J'ai senti ma bouche s'assécher, et ma langue devenir une bosse sèche et maladroite, mal placée au milieu de ma mâchoire. J'ai cherché ma mère, la seule personne qui pouvait me comprendre, mais elle était partie depuis longtemps. J'ai essayé, désespérément, de me faire comprendre à nouveau.
"💣︎⍓︎ ■︎♋︎❍︎♏︎ ♓︎⬧︎ ☠︎♓︎♍︎□︎📬︎ ✋︎ ♍︎□︎❍︎♏︎ ♐︎❒︎□︎❍︎ ☟︎♋︎❖︎♋︎■︎♋︎📬︎"
Mais en vain. Je me suis résigné à mon nouveau rôle, celui de l'élève insolite. Celui qui n'était pas à sa place. L’alien.
L’institutrice n’était pas mieux.
"ɔvreɪ vʊ lïvr pæj vɜːt-sɪss," dit-elle. Les autres ont pris un livre sur leur bureau et l'ont ouvert immédiatement. Je faisais de mon mieux pour imiter leurs gestes. L'institutrice a dû venir à mon bureau et corriger mon incapacité à faire ce que les autres faisaient si facilement. Ça m'embarrassait. Je me sentais moins humain.
La récréation n'était pas mieux.
Tous les enfants se regroupaient avec leurs amis, me laissant errer dans la cour de récréation tout seul. Parfois, un enseignant s'approchait de moi, me demandait quelque chose dans une langue que je ne comprenais pas, et comme je ne pouvais pas répondre, il repartait. Je me sentais seul. J'avais l'impression que je ne serais jamais vraiment à ma place.
Le déjeuner n'était pas mieux.
La nourriture est le langage universel (c'est ce que disait ma mère), mais je n'arrivais toujours pas à établir un lien avec mes camarades. Ils parlaient entre eux et m'observaient pendant que je regardais avec étonnement ce qui se trouvait sur mon plateau. Ça ne ressemblait à rien de ce que j'avais déjà vu.

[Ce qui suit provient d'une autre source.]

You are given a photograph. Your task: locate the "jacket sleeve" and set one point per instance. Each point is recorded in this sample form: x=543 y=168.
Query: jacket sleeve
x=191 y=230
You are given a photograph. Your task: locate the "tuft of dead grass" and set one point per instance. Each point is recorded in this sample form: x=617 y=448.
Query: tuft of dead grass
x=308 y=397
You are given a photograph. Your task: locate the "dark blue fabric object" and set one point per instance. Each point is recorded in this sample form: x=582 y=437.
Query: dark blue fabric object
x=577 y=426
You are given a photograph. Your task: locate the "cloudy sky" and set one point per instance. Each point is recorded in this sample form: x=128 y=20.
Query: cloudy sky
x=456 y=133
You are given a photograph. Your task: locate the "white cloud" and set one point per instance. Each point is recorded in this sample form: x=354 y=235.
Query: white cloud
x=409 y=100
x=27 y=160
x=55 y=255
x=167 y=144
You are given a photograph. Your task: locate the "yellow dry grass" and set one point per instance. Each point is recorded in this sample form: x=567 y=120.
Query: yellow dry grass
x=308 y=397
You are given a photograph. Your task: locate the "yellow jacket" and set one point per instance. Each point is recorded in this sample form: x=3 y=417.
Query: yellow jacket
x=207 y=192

Du pain avec du fromage et des épices dessus. Ça n'existait pas là d'où je venais, du moins pas pour les gens du peuple. On s'est moqué de moi lorsque j'ai utilisé le petit couteau en plastique et la fourchette pour couper le pain. Ça m’a fait me sentir plus alien.
Je suis descendu du bus, le moral à zéro, et j'ai appelé ma mère, en larmes. Je lui ai dit que je me sentais comme une pomme au milieu des oranges. Peut-être pas avec autant d'éloquence, mais je pense qu'elle a compris l’idée générale. Elle m'a serré fort et m'a dit qu'elle m'aimait. Elle m'a dit qu'elle était fière de moi d'être si courageux parmi tous ces autres aliens qui ne me comprenaient pas.
"Ne t’en fais pas. Tout s'arrange avec le temps", m'a-t-elle dit.
Et j’y ai cru.
Je ne dis pas que je n'aurais pas dû ; elle avait raison, après tout. Le temps a passé et j'ai fini par comprendre une partie de ce que les autres enfants disaient. Je finirais par tout comprendre, avec de la pratique. Je me suis fait des amis parmi eux. Je comprenais leur nourriture. Mais au fond de moi, je savais que j'étais toujours un alien. Même si je faisais partie d'eux, maintenant, je ne m'intégrerais jamais vraiment, à cause d'une petite sensation tenace à l'arrière de ma tête.